Были. Вспомнились давно прочитанные и давно забытые слова Александра I, сказанные в 1812 году, когда вот так же враги свалились на голову: «Моя Империя имеет двух могущественных защитников в её обширности и климате. Русский Император всегда будет грозен в Москве, страшен в Казани и непобедим в Тобольске».

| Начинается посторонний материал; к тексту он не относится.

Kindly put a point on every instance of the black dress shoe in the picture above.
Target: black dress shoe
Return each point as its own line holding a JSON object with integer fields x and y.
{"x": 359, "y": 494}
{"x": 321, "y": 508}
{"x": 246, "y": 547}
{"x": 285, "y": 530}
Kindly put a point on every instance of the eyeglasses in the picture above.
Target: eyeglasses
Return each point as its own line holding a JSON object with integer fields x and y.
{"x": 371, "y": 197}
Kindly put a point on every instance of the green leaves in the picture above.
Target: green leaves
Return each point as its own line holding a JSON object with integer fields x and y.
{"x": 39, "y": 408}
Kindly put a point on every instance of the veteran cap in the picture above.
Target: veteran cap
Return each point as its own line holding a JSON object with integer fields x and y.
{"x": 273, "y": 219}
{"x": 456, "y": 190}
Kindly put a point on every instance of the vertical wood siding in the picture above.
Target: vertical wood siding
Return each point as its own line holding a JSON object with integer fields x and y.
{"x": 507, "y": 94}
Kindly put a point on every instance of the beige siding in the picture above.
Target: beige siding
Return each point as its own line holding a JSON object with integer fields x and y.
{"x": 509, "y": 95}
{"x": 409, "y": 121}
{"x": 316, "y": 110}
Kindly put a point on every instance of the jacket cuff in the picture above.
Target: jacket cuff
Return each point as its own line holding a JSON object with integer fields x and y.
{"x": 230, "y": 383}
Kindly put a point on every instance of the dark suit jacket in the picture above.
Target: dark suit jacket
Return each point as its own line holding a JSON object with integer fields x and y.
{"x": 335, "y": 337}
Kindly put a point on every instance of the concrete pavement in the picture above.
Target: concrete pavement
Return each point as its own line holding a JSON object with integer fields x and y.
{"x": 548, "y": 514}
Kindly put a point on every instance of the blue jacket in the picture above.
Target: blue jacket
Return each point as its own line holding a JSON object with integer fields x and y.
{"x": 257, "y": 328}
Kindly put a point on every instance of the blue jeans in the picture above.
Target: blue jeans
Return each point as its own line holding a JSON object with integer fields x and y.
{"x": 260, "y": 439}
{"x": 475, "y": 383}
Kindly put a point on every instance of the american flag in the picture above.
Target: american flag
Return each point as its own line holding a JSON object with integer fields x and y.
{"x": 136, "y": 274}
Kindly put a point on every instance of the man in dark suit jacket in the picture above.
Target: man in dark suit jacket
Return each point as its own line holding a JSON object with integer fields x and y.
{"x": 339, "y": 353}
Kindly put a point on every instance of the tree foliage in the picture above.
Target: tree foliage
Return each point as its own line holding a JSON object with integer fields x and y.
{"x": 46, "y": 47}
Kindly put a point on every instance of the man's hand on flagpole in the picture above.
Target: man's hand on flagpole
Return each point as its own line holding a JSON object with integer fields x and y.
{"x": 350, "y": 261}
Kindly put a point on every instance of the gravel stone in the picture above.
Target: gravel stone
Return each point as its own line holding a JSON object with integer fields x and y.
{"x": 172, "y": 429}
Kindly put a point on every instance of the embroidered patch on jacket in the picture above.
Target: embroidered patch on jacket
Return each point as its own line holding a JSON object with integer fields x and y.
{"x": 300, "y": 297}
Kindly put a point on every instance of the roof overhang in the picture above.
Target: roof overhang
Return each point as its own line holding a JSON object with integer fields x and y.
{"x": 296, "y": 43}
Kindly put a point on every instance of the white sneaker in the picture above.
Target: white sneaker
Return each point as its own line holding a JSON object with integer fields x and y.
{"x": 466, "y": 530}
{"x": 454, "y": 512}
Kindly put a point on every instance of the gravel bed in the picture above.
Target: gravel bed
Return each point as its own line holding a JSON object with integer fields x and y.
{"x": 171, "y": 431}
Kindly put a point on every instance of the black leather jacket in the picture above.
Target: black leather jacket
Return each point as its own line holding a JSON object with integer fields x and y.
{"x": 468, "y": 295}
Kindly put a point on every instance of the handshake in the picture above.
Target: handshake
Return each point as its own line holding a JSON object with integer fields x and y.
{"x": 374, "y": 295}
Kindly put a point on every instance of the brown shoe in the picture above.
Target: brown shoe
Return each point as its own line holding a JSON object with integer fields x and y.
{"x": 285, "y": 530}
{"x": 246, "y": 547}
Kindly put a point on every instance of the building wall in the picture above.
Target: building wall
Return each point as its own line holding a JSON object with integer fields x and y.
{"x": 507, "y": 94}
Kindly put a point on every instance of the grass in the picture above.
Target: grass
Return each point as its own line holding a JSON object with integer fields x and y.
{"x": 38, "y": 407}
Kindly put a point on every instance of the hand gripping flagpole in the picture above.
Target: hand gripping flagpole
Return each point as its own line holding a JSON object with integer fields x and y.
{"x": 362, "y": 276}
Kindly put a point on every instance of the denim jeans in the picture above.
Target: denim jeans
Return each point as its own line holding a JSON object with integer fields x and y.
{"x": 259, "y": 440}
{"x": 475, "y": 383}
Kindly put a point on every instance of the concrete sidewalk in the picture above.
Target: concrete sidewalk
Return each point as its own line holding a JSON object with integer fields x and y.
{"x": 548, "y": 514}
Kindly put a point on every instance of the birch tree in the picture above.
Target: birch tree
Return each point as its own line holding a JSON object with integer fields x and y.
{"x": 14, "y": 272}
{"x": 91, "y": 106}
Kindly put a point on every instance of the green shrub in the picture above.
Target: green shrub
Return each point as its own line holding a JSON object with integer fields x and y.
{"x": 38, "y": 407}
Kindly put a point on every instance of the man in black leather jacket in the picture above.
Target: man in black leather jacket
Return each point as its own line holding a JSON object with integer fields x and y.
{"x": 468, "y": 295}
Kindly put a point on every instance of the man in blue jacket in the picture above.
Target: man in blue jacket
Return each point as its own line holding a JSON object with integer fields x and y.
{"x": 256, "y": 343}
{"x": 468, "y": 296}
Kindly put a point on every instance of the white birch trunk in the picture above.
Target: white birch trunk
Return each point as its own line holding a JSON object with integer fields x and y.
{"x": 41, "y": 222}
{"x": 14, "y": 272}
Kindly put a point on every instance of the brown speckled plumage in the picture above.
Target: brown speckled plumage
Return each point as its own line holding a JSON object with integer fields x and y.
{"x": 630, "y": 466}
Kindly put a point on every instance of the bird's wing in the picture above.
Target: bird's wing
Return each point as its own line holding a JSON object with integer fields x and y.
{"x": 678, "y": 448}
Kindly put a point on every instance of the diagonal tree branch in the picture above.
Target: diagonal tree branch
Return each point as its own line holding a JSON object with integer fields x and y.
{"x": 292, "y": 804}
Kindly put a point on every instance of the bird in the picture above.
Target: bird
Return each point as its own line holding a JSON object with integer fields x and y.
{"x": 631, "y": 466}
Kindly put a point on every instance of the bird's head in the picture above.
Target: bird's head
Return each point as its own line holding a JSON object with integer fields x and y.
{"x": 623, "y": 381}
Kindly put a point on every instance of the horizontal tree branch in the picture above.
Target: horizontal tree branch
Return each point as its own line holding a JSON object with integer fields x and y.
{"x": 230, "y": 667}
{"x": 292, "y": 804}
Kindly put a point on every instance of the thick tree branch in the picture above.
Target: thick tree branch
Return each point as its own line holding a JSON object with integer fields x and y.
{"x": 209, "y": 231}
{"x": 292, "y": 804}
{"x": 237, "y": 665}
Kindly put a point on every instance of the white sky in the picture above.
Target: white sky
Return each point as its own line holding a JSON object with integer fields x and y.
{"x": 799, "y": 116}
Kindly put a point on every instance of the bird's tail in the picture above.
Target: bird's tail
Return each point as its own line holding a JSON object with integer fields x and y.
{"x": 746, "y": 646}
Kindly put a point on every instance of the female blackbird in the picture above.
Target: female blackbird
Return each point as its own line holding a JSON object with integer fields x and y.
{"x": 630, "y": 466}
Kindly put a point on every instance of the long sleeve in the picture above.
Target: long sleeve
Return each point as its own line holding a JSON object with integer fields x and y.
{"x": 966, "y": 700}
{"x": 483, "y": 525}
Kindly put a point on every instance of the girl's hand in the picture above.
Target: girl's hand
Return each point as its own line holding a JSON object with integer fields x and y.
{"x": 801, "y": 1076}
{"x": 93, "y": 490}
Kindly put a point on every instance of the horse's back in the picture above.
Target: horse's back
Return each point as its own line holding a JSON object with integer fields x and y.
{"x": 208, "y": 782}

«Да, наши предки освоили грандиозные пространства...» — закуривая всему миру известную трубку, усмехнулся тому, как неожиданно для самого себя прочувствовалось это нечаянное — «наши». «Отечество» — слово, запрещенное с 20-го года, слово, названное агитпропом белогвардейским. И тут сквозь снежную пелену проступило старческое лицо с белой бородой. Печальные, широко открытые глаза лица, несшие на себе печать трепет наводящей нездешности, глаза, от которых не оторваться, заставляли вспомнить совсем уж невозможное: он, восьмилетний ученик первого класса Горийского духовного училища, в запой слушает рассказ московского почетного гостя, архимандрита Сергия. Это он сейчас смотрит из метельного окна. Только теперь он в архиерейском облачении. А рассказывал он тогда (и сейчас безмолвно из окна рассказывает) про то, как Суворов лично обходил деревни подмосковного Богородского уезда, набирая себе солдат для гвардии. И набранных называл — мои Богородские. Отбирал не по росту, здоровью и размеру кулаков, а по ревности к богослужению, богобоязненности, смирению, добронравию и почитанию родителей. Сопровождавший его уездный предводитель удивлялся: «Ляксан Василич, ты куда народ отбираешь: в монахи или в солдаты?» Ответ генералиссимуса был таков: «А только тот, кто готов в монахи, готов в настоящие солдаты. Таких немного, но для гвардии найдем. Чтоб был настоящий православный! Всё остальное — ерунда! Главное — православный бесстрашен, потому что смерти не боится. Чего её бояться, если все равно не миновать? Православный зря никого не обидит, а за обидимого душу положит. На православном воине благословение Помазанника Божия, коли ему присягу даешь! Винтовку ему Сама Домохозяйка наша вручает! А мордоворотов с кулаками с ведро во всех землях хватает. А солдат православный — только у нас. Потому и есть мы вот такие — от моря и до моря».

«Ляксан Василич» — так его звали все, от последнего солдатика до Императора, и меж собой, и в обращении к нему. Никто и не вспоминал, в каком он нынче звании. Проживи еще лет 15, так Наполеона бы уже под Смоленском разбил. Эх, сейчас бы хоть малую толику тени его сюда, под Москву. Да еще бы этих, Богородских, тех... ну хоть батальон, танков в глаза не видавших, их бы и танки испугались. В энциклопедии Суворов значится как царский сатрап, великодержавный шовинист, приспешник крепостничества и вообще — враг народа. За что-то хорошее, сказанное в его адрес, можно и срок получить.

Что-то изменилось в выражении бородатого лица за стеклом. Трепет наводящую нездешность обволокла удивленная укоризна: пожалуй, так бы он смотрел тогда на восьмилетнего Coco, себя зовущего Кобой, если бы кто сказал ему, что через пятьдесят лет подпись этого выросшего мальчика будет стоять под его смертным приговором. Больше, чем удивленной укоризны, это лицо не могло выражать. Пожалуй, с таким лицом и пулю принимал.